Certaines oeuvres sont parfois portées à bout de bras par les studios, qui n'hésitent pas à injecter des sommes astronomiques dans une entreprise toujours périlleuse, sur toute la chaîne de création, de la naissance d'une idée ou concept jusqu'à la projection du film devant un public.
Ce ne sont pas les centaines de millions de dollars dépensés en frais de marketing par les studios qui diront le contraire. Car le succès, malgré ces sommes parfois pharaoniques, n'est pas toujours au rendez-vous. Surtout si l'on considère à titre d'exemple que, pour une oeuvre ayant coûté 100 millions $ à produire, il faut que le seuil de rentabilité soit au minimum 2 à 2,5 fois équivalent au budget de production.
Les exemples abondent. Mais le plus fameux, peut-être parce qu'il fut justement le premier de cette ampleur, fut le désastre en salle du Péplum La Chute de l'empire romain, qui scellera le destin de sa société de production...
Les années 50 furent un authentique âge d'or pour le genre du Péplum, en particulier le Péplum biblique : Ben-Hur, Les Dix commandements, ou Quo Vadis, pour ne citer que ceux-ci. Dans les années 60, la vague du péplum a continué avec un certain succès, mais bien moindre que durant la décennie passée.

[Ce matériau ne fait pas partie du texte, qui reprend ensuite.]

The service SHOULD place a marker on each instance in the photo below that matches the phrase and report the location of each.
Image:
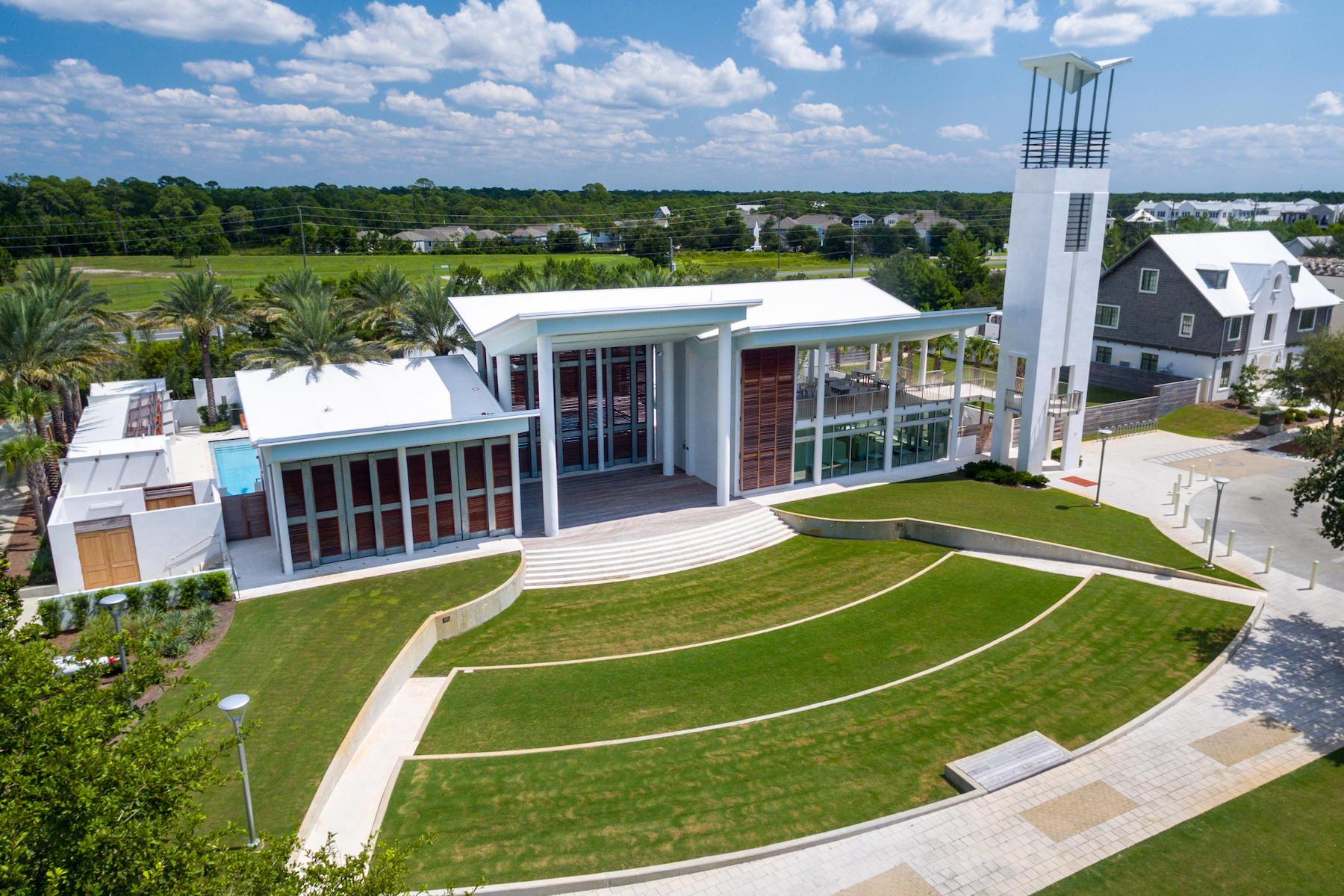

Et fut marquée par deux retentissants échecs au box-office : le pharaonique Cléopâtre avec sa production chaotique et les caprices d'Elizabeth Taylor. Et La Chute de l'empire romain, sorti un an plus tard, en 1964.
Le film était réalisé par un grand metteur en scène, Anthony Mann, qui avait signé deux ans plus tôt Le Cid, légendaire héros espagnol incarné par Charlton Heston. Porté par Sophia Loren, Alec Guinness, James Mason, Stephen Boyd, Christopher Plummer, Omar Sharif, et Mel Ferrer, La Chute de l'empire romain retrace les luttes intestines entre le tyran instable Commode, et le général Livius, digne disciple de Marc-Aurèle et désireux de faire de Rome un empire résistant à la misère et aux invasions barbares.
L'histoire devrait logiquement vous rappeler celle d'un certain Gladiator de Ridley Scott. C'est normal; le film de Mann est une source d'inspiration majeure, jusque dans ses scènes. Comme la plupart des productions de cette envergure, le film de Mann a coûté une fortune pour l'époque : 19 millions de dollars. Soit l'équivalent de 189 millions $ aujourd'hui.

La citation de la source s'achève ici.